# Introduction: The Abstract Forest Model

## Introduction 

Prototypical ML tasks: 
* Classification (output is a label)
* Regression (output is a continuous variable)
* Density estimation (estimating a PDF)
* Semi-supervised learning
* Active learning (learning using minimum amount of ground-truths)

Through a unified model of decision forests, we can map the prototypical ML problems onto the same general model by means of different paramterizations.

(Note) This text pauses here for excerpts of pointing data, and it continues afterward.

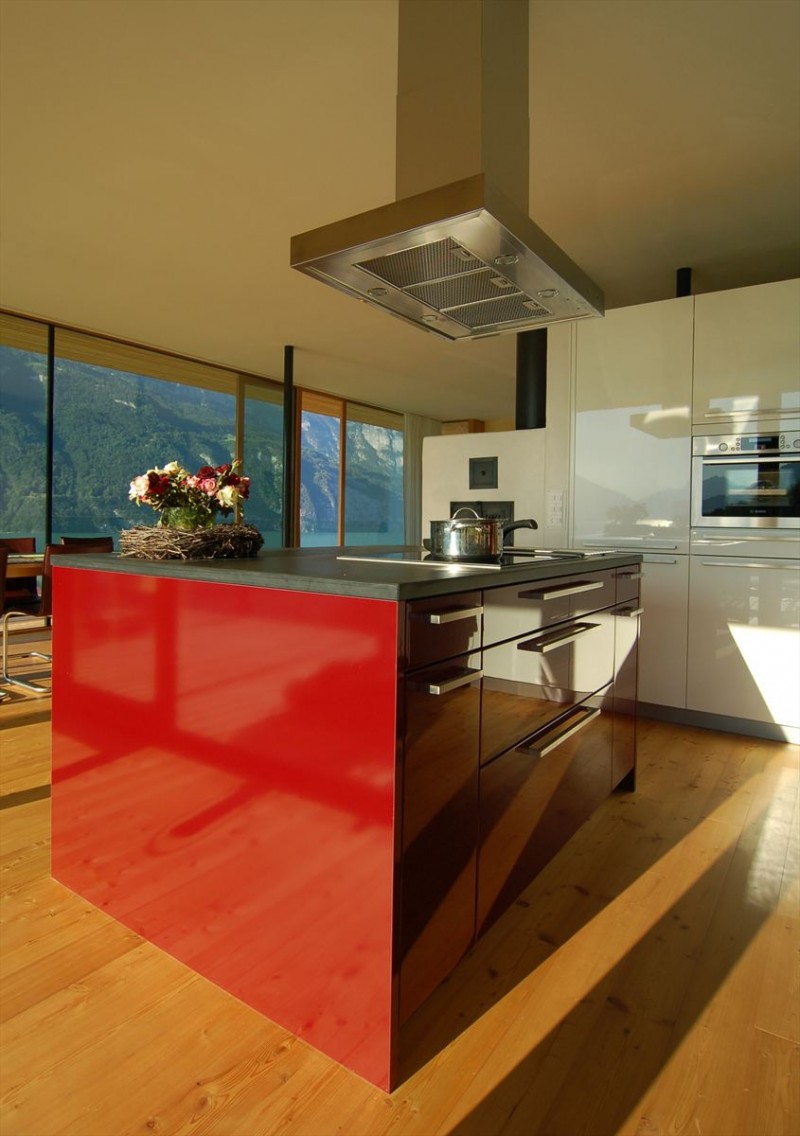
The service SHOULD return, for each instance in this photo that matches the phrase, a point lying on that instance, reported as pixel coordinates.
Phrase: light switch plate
(483, 473)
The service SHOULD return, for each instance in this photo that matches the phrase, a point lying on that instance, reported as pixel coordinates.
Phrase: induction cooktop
(509, 559)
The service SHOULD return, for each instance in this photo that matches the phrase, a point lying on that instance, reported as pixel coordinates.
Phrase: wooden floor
(646, 984)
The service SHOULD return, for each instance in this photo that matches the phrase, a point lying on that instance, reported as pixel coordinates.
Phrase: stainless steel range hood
(461, 259)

Decision forests achieve generalization through ensembling slightly different trees.

## Decision Tree Basics

### Tree Data Structure

* A tree is a graph that has a hierachical structure.
* Nodes are either internal (split) or terminal (leaf) nodes.
* Each node (except the root) have exactly one incoming edge.
* A tree doesn't contain loops.

### Decision Tree

* Solving a complex problem by running a series of simpler tests
* For a given input, the decision tree estimates an unknown property of the input by asking successive questions about its known properties
* The next question depend on the answer to the previous question
* The decision is made based on the terminal node
* This mechanism can be graphically represented (path followed by the input through the questions)
* All the questions asked move our decision making towards the correct region of the decision space
* The more question asked, the more higher the confidence in the response
* The tests are represented by a decision tree structure. 
    * Internal nodes: one question/ test each
    * Root node: where the input is injected
    * Leaf node: predictor (contains the most probable answer based on the questions asked during the tree descent)
* Summary: **A decision tree is a tree where each internal node stores a split (or test) function to be applied to the incoming data. Each leaf stores the final answer (predictor). It is a hierachical piecewise model that splits complex problems into simpler ones.** 

### Mathematical Notations and Basic Defitions

#### Data Points and Features

* A data point is given by, 
    $$ \mathbf{v} = (x_1, x_2, \dots, x_d) \in \mathbb{R}^d $$
where $x_i$ is a feature of the data point and $d$ is the feature space dimension (could be infinitely large, but we can pick a subset)
* Features of interest are given by,
    $$ \mathbf{\phi (v)} = (x_{\phi_1}, x_{\phi_2}, \dots, x_{\phi_{d'}}) \in \mathbb{R}^{d'} $$
where $d' << d$ and $\phi_i \in [1, d]$.

#### Test Functions, Split Functions, and Weak Learners

* Each node has a different associated test function.
* Test function (split function, weak learners) at a split node $j$ is given by, 
    $$ h(v, \theta_j): \mathbb{R}^d \times \mathcal{T} \rightarrow \{0, 1\} $$
where, $\theta_j$ are the split parameters of the node $j$.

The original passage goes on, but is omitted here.